Published in final edited form as: Curr Opin Lipidol. 2022 Aug 1;33(4):264–269. doi: 10.1097/MOL.0000000000000840

Resolution of Apolipoprotein A1 and A2 Proteoforms: Their Cardiometabolic Correlates and Implications for Future Research

John T Wilkins 1,2, Anand Rohatgi 3
PMCID: PMC10903106  NIHMSID: NIHMS1811767  PMID: 36082946

Abstract

Purpose of Review

A “proteoform” is defined as one specific protein structural form that results from the combination of allelic variation, alternative RNA splicing, and/or post-translational modifications (PTMs) in specific locations on the amino acid backbone. Apolipoproteins A1 and A2 are highly abundant apolipoproteins that mediate HDL structure and function. ApoA1 and A2 are known to undergo PTMs, which results in multiple proteoforms. However, the catalogue of apoA1 and A2 proteoforms as well as their associations with cardiometabolic health characteristics has not until recently been described. In this brief review, we discuss recent efforts to catalogue the spectrum of apoA1 and A2 proteoforms, to understand the relationships between the relative abundance of these proteoforms with cardiometabolic phenotypic characteristics, and we will discuss the implications of these findings to future research.

Recent Findings:

A broad spectrum of apoA1 and A2 proteoforms has been characterized. Although, the types of apoA1 and A2 proteoforms are consistent across individuals, the relative abundances of proteoforms can vary substantially between individuals. Proteoform-specific associations with cardiometabolic characteristics in humans, independent of absolute apolipoprotein abundance, have been described. These recent findings suggest multiple levels of protein structural variation that arise from known and unknown metabolic pathways may be important markers or mediators of cardiometabolic health.

Summary:

Understanding the associations between apolipoprotein proteoforms and phenotype may lead to enhanced understanding of how apolipoproteins mediate lipid metabolism and affect ASCVD risk, which may lead to discovery of novel markers of risk and/or key mechanistic insights that may drive further druggable targets for modifying lipid metabolism and reducing ASCVD risk.

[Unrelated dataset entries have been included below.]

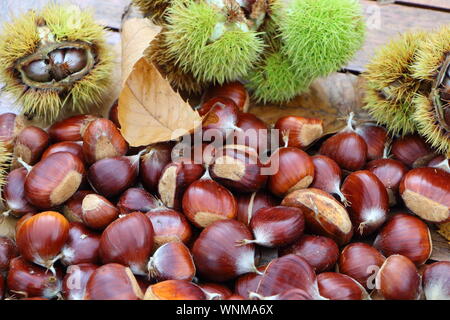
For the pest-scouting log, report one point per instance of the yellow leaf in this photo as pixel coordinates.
(149, 109)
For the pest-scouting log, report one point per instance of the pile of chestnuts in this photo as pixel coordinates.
(349, 218)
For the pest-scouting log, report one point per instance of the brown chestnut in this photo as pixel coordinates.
(205, 201)
(277, 226)
(406, 235)
(41, 238)
(324, 215)
(70, 129)
(97, 212)
(174, 290)
(136, 199)
(101, 140)
(169, 225)
(172, 261)
(54, 180)
(426, 192)
(320, 252)
(175, 179)
(217, 253)
(361, 261)
(30, 144)
(238, 168)
(398, 279)
(128, 241)
(248, 204)
(299, 132)
(81, 246)
(368, 201)
(113, 281)
(75, 280)
(294, 170)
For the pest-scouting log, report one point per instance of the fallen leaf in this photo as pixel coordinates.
(149, 109)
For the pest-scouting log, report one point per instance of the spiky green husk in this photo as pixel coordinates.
(432, 54)
(390, 69)
(158, 53)
(274, 80)
(21, 38)
(425, 117)
(320, 36)
(192, 27)
(390, 85)
(154, 9)
(396, 116)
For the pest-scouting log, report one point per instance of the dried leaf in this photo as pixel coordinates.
(149, 109)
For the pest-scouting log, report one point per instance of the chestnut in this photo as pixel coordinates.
(369, 201)
(406, 235)
(390, 172)
(300, 132)
(113, 281)
(286, 273)
(220, 120)
(70, 129)
(73, 147)
(216, 252)
(238, 168)
(426, 192)
(112, 176)
(169, 225)
(75, 280)
(412, 150)
(436, 281)
(113, 113)
(215, 291)
(41, 238)
(360, 261)
(8, 251)
(29, 280)
(136, 199)
(97, 212)
(347, 148)
(324, 215)
(172, 261)
(152, 163)
(320, 252)
(14, 193)
(294, 170)
(253, 133)
(337, 286)
(231, 90)
(174, 290)
(248, 204)
(30, 144)
(248, 283)
(128, 241)
(54, 180)
(376, 139)
(206, 201)
(277, 226)
(72, 208)
(81, 246)
(398, 279)
(327, 176)
(175, 178)
(102, 140)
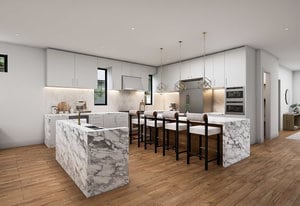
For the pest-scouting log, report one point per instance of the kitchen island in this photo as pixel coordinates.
(95, 158)
(235, 137)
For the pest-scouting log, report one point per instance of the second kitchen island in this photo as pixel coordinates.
(95, 158)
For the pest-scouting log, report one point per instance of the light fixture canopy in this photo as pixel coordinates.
(206, 82)
(161, 87)
(179, 84)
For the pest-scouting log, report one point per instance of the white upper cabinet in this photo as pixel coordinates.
(170, 75)
(85, 71)
(66, 69)
(60, 68)
(209, 68)
(197, 68)
(218, 70)
(185, 70)
(235, 68)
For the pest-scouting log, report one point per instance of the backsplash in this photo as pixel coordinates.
(117, 100)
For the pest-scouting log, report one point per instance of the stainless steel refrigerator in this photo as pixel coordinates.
(193, 98)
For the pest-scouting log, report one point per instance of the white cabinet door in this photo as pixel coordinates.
(60, 68)
(197, 68)
(85, 71)
(185, 70)
(208, 70)
(116, 75)
(219, 70)
(235, 68)
(170, 76)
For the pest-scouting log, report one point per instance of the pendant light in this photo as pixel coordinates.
(161, 86)
(206, 81)
(179, 84)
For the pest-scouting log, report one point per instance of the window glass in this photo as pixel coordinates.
(100, 94)
(148, 92)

Keywords: Proteoform, Apolipoprotein A1, Apolipoprotein A2, Cardiometabolic Health

Introduction

Apolipoproteins are a structurally diverse family of serum proteins involved human lipid transport and metabolism and several are mediators of atherosclerosis and down-stream ASCVD events (among other clinical endpoints)1. Apolipoprotein A1 (apoA1) is a highly abundant apolipoprotein in blood that is the primary structural protein of High-Density Lipoprotein (HDL) particles2, 3. ApoA1 mediates several of HDL particles’ atheroprotective functions, like cholesterol efflux capacity, and triglyceride/cholesterol exchange46. ApoA2 is the second most abundant HDL-associated protein, with a less well described role in HDL constitutive function, lipid homeostasis, and ASCVD pathogeneses710.

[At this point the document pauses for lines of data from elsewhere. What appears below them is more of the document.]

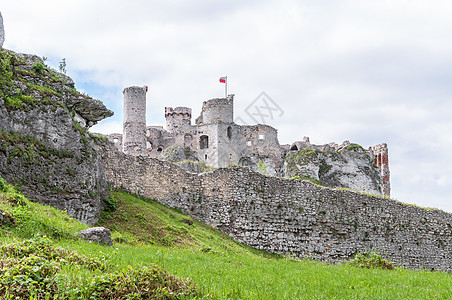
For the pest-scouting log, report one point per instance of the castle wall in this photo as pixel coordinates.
(290, 217)
(176, 118)
(381, 160)
(134, 138)
(217, 110)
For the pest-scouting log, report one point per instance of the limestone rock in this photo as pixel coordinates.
(190, 166)
(6, 218)
(177, 154)
(100, 235)
(44, 145)
(2, 31)
(350, 167)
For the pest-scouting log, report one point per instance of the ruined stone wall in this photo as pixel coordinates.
(134, 139)
(217, 110)
(290, 217)
(381, 160)
(176, 117)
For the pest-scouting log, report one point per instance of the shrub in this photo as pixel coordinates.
(38, 67)
(371, 260)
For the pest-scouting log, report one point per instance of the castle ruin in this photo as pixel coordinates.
(217, 141)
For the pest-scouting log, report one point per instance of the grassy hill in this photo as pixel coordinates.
(157, 249)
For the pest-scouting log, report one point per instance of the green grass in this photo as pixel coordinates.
(150, 236)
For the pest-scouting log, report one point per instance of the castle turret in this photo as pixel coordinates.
(381, 160)
(176, 117)
(134, 135)
(217, 110)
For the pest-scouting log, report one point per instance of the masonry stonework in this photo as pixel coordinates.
(216, 141)
(290, 217)
(134, 141)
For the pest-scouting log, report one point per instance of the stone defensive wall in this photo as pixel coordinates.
(290, 217)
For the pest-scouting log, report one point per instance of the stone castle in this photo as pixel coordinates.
(45, 147)
(217, 141)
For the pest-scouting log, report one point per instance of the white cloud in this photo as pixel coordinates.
(364, 71)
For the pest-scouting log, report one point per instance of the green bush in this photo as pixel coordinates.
(371, 260)
(38, 67)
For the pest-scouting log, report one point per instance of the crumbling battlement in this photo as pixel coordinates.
(290, 217)
(217, 141)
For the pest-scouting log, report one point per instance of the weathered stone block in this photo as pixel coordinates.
(100, 235)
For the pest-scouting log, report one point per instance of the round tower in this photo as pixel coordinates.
(134, 134)
(218, 110)
(176, 117)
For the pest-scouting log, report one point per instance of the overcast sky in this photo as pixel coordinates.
(364, 71)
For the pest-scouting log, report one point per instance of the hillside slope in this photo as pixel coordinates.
(44, 143)
(40, 242)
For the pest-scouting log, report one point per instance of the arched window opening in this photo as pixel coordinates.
(229, 132)
(203, 142)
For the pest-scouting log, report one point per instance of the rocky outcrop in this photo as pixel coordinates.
(45, 147)
(6, 218)
(350, 167)
(2, 31)
(290, 217)
(99, 235)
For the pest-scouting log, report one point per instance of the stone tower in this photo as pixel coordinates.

Structural variation in apolipoproteins A1 and A2 is well described. In addition to rare missense mutations that lead to differences in the amino acid backbone, more commonly observed post-translational modifications (PTMs) have been described and several studies suggest that PTMs alter protein function and observed phenotype1015. However, the complete spectrum of PTMs, the combinations of PTMs, as well as their effects upon observed phenotype have not, until recently, been well systematically characterized. Understanding the potential mediating effects of different PTMs (and all their combinations) may lead to enhanced understanding of how apolipoproteins (apolipoproteins A1, A2, and others) mediate lipid metabolism and affect ASCVD risk, which may lead to discovery of novel markers of risk and/or key mechanistic insights that may drive further druggable targets for modifying lipid metabolism and reducing ASCVD risk.

In this brief review, we discuss recent efforts to catalogue the spectrum of structural variation in apoA1, A2, to understand the relationships between the relative abundance of these variants with cardiometabolic phenotypic characteristics, and we will discuss the implications of these findings to future research.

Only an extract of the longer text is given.